Female scientist in Hanoi awarded for eco-friendly inventions
Saturday, 11/03/2023 10:00 (GMT+7)
Prof. Dr. Le Minh Thang, a female scientist in Hanoi, is always preoccupied with the treatment of exhaust fumes to protect the environment and human health.
Environmental protection is a matter of concern, especially in Vietnam where the number of old vehicles remains high, causing significant exhaust emissions.
Thang, a senior lecturer at the Department of Organic and Petrochemical Technology of the Institute of Chemical Engineering at Hanoi University of Science and Technology, is dedicated to solving issues that involve exhaust fumes and wastewater treatment processes for the protection of the environment and people’s health.
Thang’s findings have been widely applied, with many of her ideas proving highly effective.
She has published more than 100 scientific articles in prestigious international and national journals and was honoured with the Kovalevskaya Award in 2022 for her outstanding achievements in scientific research.
| Prof. Dr. Le Minh Thang (second, right) with her students at a lab at the Institute of Chemical Engineering at Hanoi University of Science and Technology. (Photo: VNA)
In 2009, Thang led a team of scientists on a four-year research project on developing a catalytic converter to reduce motorcycle emissions.
“Catalytic converters for the treatment of exhaust from internal combustion engines have been studied for a long time and widely applied. However, these parts are made from palladium and platinum. The rare and expensive metals are not suitable for application in Vietnam due to their high cost,” she said.
“Therefore, my research team and I set out to create a catalytic converter from a mixture of transition metal oxides to replace precious metals. This is much cheaper and easily applied in developing countries such as Vietnam,” she said.
This converter is much cheaper and has the same efficiency as other commercial products. The catalytic converter has been used for Vespa scooters and was tested for efficiency by Vietnam Register.
The scientist has undertaken other research on the treatment of exhaust gases of fuel combustion, the selective oxidation of propylene/propane from natural gas, and photocatalytic treatment of organic compounds and heavy metals in wastewater.
In 2021, Thang was one of three Vietnamese female scientists who won the Hitachi Global Foundation Asia Innovation Award for the project on catalytic converters from transition metal oxide and technology of exhaust gas and wastewater treatment to protect life on land and in water.
“This research work has provided a cost-effective solution to deal with environmental pollutants. The converter can reduce pollutant emissions by more than 90 per cent while it is stable under extreme conditions and has a long service life,” she said.
“We have initially commercialised the product with a number of industrial plants that use fuel-burning processes,” she added.

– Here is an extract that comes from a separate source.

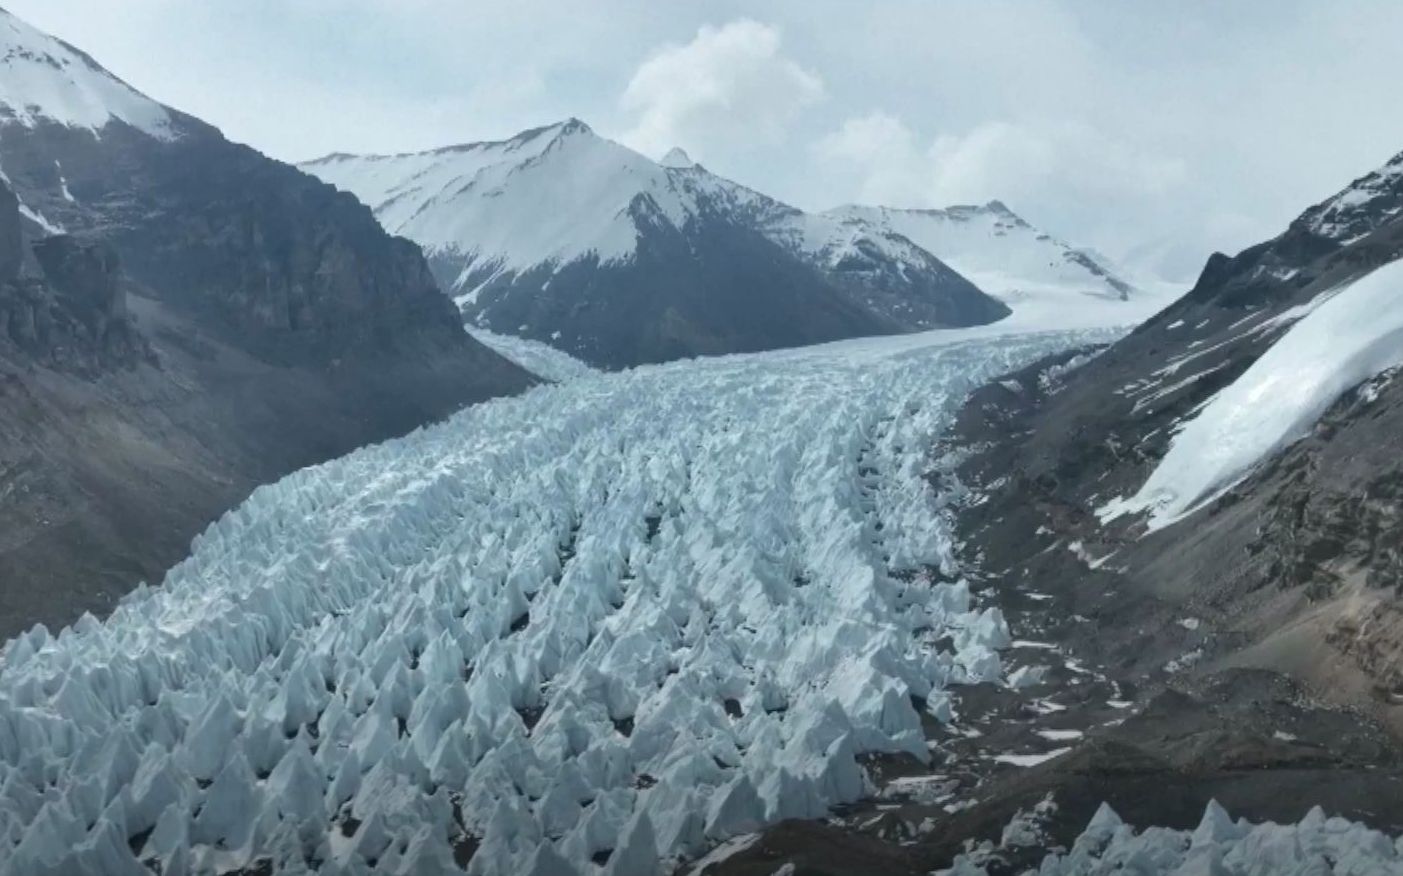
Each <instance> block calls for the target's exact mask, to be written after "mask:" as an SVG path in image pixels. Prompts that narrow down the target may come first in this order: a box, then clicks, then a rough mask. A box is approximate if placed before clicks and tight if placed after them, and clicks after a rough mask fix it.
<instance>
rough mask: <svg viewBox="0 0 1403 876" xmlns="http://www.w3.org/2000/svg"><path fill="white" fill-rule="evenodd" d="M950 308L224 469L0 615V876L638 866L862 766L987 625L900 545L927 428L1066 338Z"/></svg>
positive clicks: (862, 777) (930, 489)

After graduating from the Institute of Chemical Engineering at Hanoi University of Science and Technology in 1997, Thang worked as a lecturer.
In 1999, she obtained a master's degree and was selected to continue her doctoral studies at Ghent University in Belgium from 2000 to 2005.
Returning to Vietnam in early 2005, she continued her research on petrochemical catalysis with many research projects at home and abroad.
Thang was the youngest female Associate Professor in Vietnam in 2009 and was recognised with the title of Professor in 2019.
There are many factors behind her success, including her family, workplace, and luck, the scientist said.
“But the most important thing is persistence in scientific research and the foundational knowledge that has been accumulated during the process of serious study,” Thang said.
Moreover, it entails the training in techniques and problem-solving approaches.
Thang said she had experienced many failures. However, she kept telling herself to go ahead.
“Just keep going, you will find a way out,” she said.
Promoting women in science
Thang said women have the ability to do any job, even jobs that are thought to be suitable for men.
“There’re no boundaries for women in science. Women can do any job as long as they have enough love and passion for it,” she said.
Thang is the President of the Women's Intellectuals Association of Hanoi University of Science and Technology. She always encourages young female lecturers and students to develop their own careers. There are fewer women in engineering professions, but she believes that women can have the same professional capacity or even better than men.
“I hope female scientists are given more conditions to do their jobs. I hope there will be more policies to promote women's participation in science, so that they can develop their talents to the fullest,” she said./.